Eris sank down into the soft white carpet on the floor. Staring up at her empty loom, an image flickered through her mind: Safire with her hair down and her head crowned with blossoms. She leaned over her basket full of skeins, running her fingers gently over colors. Looking for something that matched the ribbon she stole.

The door to Kor’s burned ship was useless to her now and needed replacing. She’d woven that door from torn strips of the Sea Mistress’s sails and it had opened onto the ship’s galley. That was the only way the magic would work—using objects from the place she wanted to go. It was Day who told her this. Who taught her how to turn the weavings into doors.
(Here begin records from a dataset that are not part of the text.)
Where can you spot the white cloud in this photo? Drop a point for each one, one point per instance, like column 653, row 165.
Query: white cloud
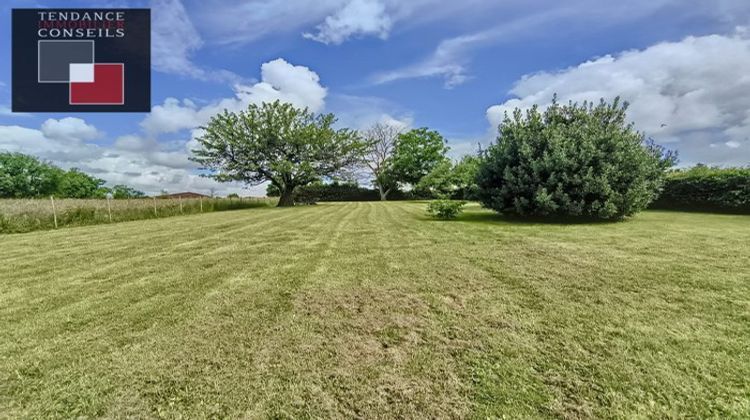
column 280, row 80
column 145, row 162
column 69, row 129
column 358, row 17
column 140, row 163
column 686, row 93
column 451, row 58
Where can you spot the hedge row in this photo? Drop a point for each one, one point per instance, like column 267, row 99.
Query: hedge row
column 704, row 188
column 346, row 192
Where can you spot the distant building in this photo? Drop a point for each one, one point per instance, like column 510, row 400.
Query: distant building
column 187, row 194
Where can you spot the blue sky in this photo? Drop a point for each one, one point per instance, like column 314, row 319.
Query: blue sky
column 455, row 67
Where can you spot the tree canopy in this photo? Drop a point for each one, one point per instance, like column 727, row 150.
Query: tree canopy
column 572, row 161
column 417, row 153
column 278, row 143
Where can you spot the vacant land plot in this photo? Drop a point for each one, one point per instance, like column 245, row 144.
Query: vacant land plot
column 374, row 310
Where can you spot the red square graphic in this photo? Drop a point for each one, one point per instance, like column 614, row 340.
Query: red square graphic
column 107, row 88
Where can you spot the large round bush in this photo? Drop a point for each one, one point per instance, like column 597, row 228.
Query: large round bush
column 572, row 161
This place will keep you safe, he’d told her.

But that was before he died. Before Jemsin found her. Before she realized Kadenze could hunt her down no matter where she was—even across.

An old sorrow clumped in her throat. She swallowed it down, pushing the memory of Day far away. Where it couldn’t hurt her.
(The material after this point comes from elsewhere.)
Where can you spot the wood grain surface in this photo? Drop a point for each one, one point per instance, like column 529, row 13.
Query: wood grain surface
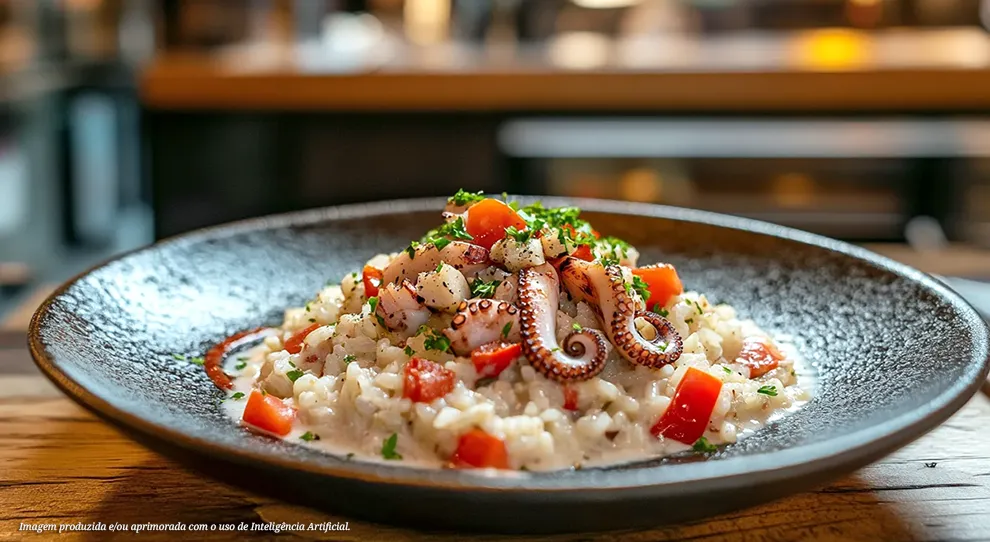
column 62, row 465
Right now, Eris needed a door that would take her to a person, not a place. She’d never made such a thing before. She didn’t know if it would work.

These were the things she did know, though: Asha, the Namsara, was in the Star Isles. And very soon, Safire would make contact with Asha—to warn her about Eris.

So Eris would make a door that led to Safire. She would keep to the shadows, like she had in Firgaard, waiting and watching. And when Safire made contact, she would unknowingly lead Eris straight to the Namsara.

Eris picked up a light brown skein of wool for the warp and started to unwind it. As she did, the air grew colder. Eris paused, sensing something watching her through the glass. She knew what it was.

She kept unwinding the yarn. But the ghost remained. It was common for it to come and go while she was in the labyrinth, but rarely did it linger.

“What do you think?” Eris asked. “Do these colors match?”

She often talked to the ghost. It never talked back.

Except this time, it did.

“Who hurt you?” Its voice was like wind scratching at a door.

Eris’s hands fell still. Slowly, she set down the skein and looked up. The ghost loomed over her. Black as the night sky and shaped like a man. But it wasn’t a man.

Her heart beat fast.

The ghost stared her down, silent as death. Eris knew that stare. It had watched her for years now, ever since the first time she’d stepped across.

But why talk now when it never had before?

It seemed to be staring at her arms, studying the damage the stardust steel had done. Her wrists were bloody and raw where her flesh had burned away.

“Does it hurt?”

She nodded.

The ghost moved closer. Eris held herself still. It reached for her wrists, and as it touched her, a rush of feelings swept through her, all of them familiar, none of them her own:

The terrible longing for someone you can never have.

The empty ache of forever being alone.

The soul-crushing darkness of despair.

If she’d been standing, she would have fallen to her knees with the overwhelming weight of them all. She shuddered. But as the ghost’s feelings flooded her, they expunged the stinging, throbbing pain in her wrists.

The ghost stepped back. And though its sorrow lingered in her, everything else had been taken.

She drew her hands into her lap and stared down at her wrists. They were sore and festering just moments ago. Now the pain was gone and there were ugly red scars where the open wounds used to be.

Scars that would be there, she knew, for the rest of her life.

“Thank you,” she whispered.

The ghost said nothing.

“What are you?”

“Nothing good,” it said.

She frowned. If it wasn’t good, why had it taken her pain away? “What’s your name?”

“I’m . . . Crow,” it said finally. “Or I was, once.”

And then it melted back into the shadows.